Prices to Visit Disneyland Increase Again. The Biggest Hit for Local Southern California Visitors to the Park, However, Quietly Happened 4 Months Ago

Jun 4, 2013  •  Post A Comment

"Like magjc, the price to enter Disneyland just went up," reads a headline in the Los Angeles Times.

The story continues, "It just got more expensive to visit the Happiest Place on Earth. Again. Walt Disney Co. raised entry prices to its theme parks in California and Florida, effective Sunday.

"A single-day ticket to either Disneyland Park or Disney California Adventure Park in Anaheim for visitors 10 or older now costs $92, up from $87 — a jump of nearly 6%.The cost of the day pass has risen 28% since early 2010, when it was $72. Prices were previously raised in August 2010, June 2011 and May 2012."

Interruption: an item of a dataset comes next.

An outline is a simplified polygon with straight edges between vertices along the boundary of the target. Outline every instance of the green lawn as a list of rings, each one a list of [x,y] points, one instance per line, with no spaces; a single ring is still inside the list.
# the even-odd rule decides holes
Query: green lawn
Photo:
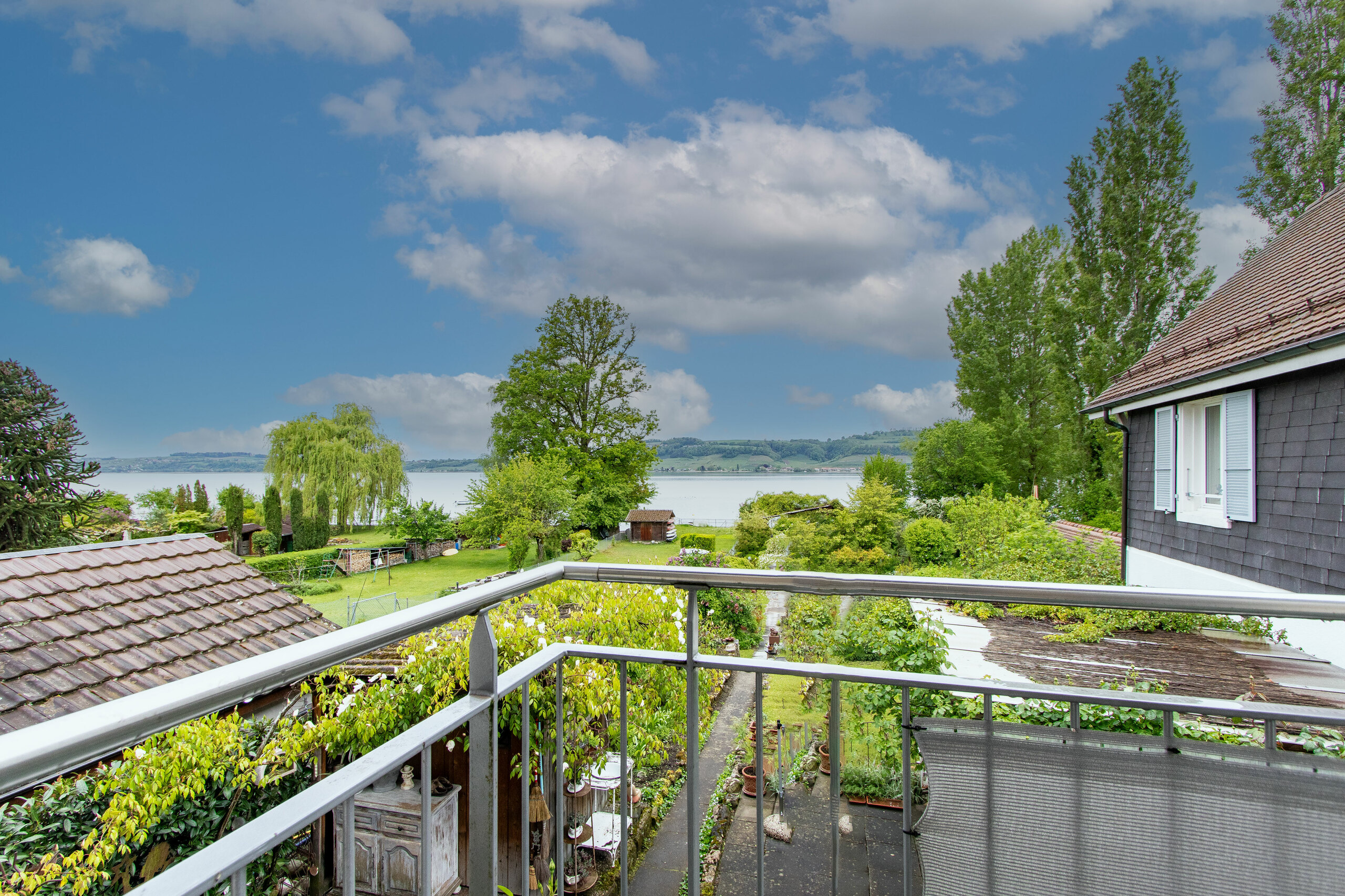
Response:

For local Southern Californians, it means more bad news for their pocketbooks as far as Disneyland is concerned.

In February, the Orange County Register reported that Disneyland and its next-door sister park in Anaheim, California Adventure, had canceled its special pricing deals for folks living in Southern California that had been going on for the last decade: "Disney sold 2-for-1 tickets or similar deals to local residents from 2003 through last year as a way to bring in visitors during the slower season, usually January through May. But higher attendance, bolstered by last year’s Cars Land improvements, prompted this year’s cancellation." 

The article in the Los Angeles Times about the latest price increases says: "The price of a ticket for a child age 3 to 9 increased to $86 from $81. And the price of parking at the Anaheim property is now $16, an uptick of $1.

"The prices of annual tickets went up too. The Deluxe Annual Passport, which allows admission to both Anaheim parks 315 days of the year, now costs $499 — up from $469. The Premium Annual Passport, which has no blackout dates, now costs $669, an increase of $20."

However, the story also notes, "Disney is offering discounts of up to $40 to annual passholders who renew before their tickets expire. In some cases, the discounts offset the price hikes."

One Comment

  1. What on Earth does this have to do with television? Not the first time the editor wandered away from the topic of the news feed!